Thousands of Iranians working in the country’s energy industry have gone on strike over the past week in protest at low wages.
The oil workers have held widespread demonstrations across Iran, especially the oil-rich southern provinces, to demand higher wages and better conditions at the country’s oil facilities.
The viral videos circulating across social media show construction workers at 60 energy facilities leaving their jobs in protest at what Fars News calls a parliamentary bill that not only fails to increase the oil workers’ wages in the new year, but also decreases them.
According to Fars, the new fiscal year’s budget passed by the Parliament urges the government to decrease the maximum wage allowed for the country’s oil industry from “21 times the minimum wage” to “15 times the minimum wage”, hence outraging the oil workers who work in severe conditions.
In comments on Wednesday, President Hassan Rouhani pledged to resolve the oil workers’ grievances and tried to assuage fears over any economic reverberations.
Rouhani said the demonstrations held by Iranian labourers were mainly limited to private construction workers on temporary contracts at the plants.
The president claimed the strikes will not hurt Iran’s oil production and export.

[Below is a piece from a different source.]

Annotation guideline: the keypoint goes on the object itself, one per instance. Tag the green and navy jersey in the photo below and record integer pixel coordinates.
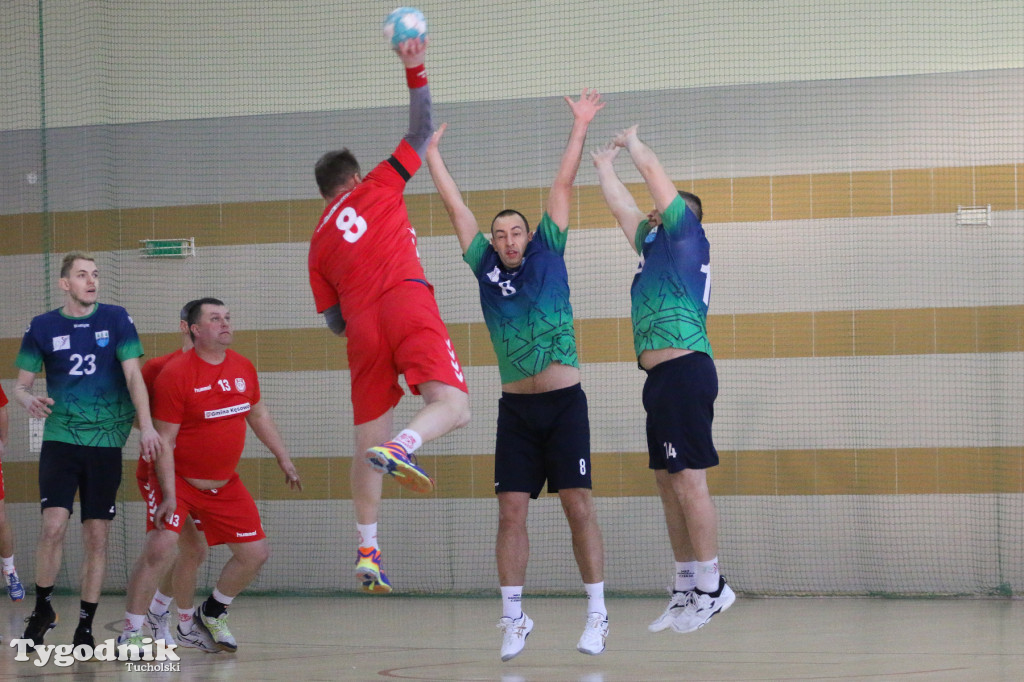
(82, 357)
(672, 287)
(526, 310)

“We do not have and we will not have any problem in the production, transfer, distribution and export of oil,” Rouhani said in a Wednesday meeting of his cabinet.
“I promise the workers of the oil industry that their problems will be solved,” he added.
While the changes made by the conservative parliament to the Rouhani administration’s budget bill have been the main cause of the workers’ grievances, the IRGC-affiliated Fars news agency has tried to downplay the parliament’s role to that of a match igniting fire at a gunpowder depot, which is eight years of dissatisfaction with the Rouhani administration’s performance.
Meanwhile, a former Oil Ministry official has told the Ministry’s official news agency SHANA that the Parliament’s bill ignores the Oil Ministry’s payment structures.
Ebrahim Fouladvand says the Parliament’s move to decrease the maximum wage of oil workers makes them reluctant to work under severe conditions of the oil industry, which even puts their lives at risk.
“The only motivation left for the oil workers to work under such severe conditions and ignore the future problems and diseases is that they receive a relatively higher wage than other industries’ workers. But when you decrease their maximum wage at the Parliamentary law, you are stripping those workers of the only existing advantage,” he noted.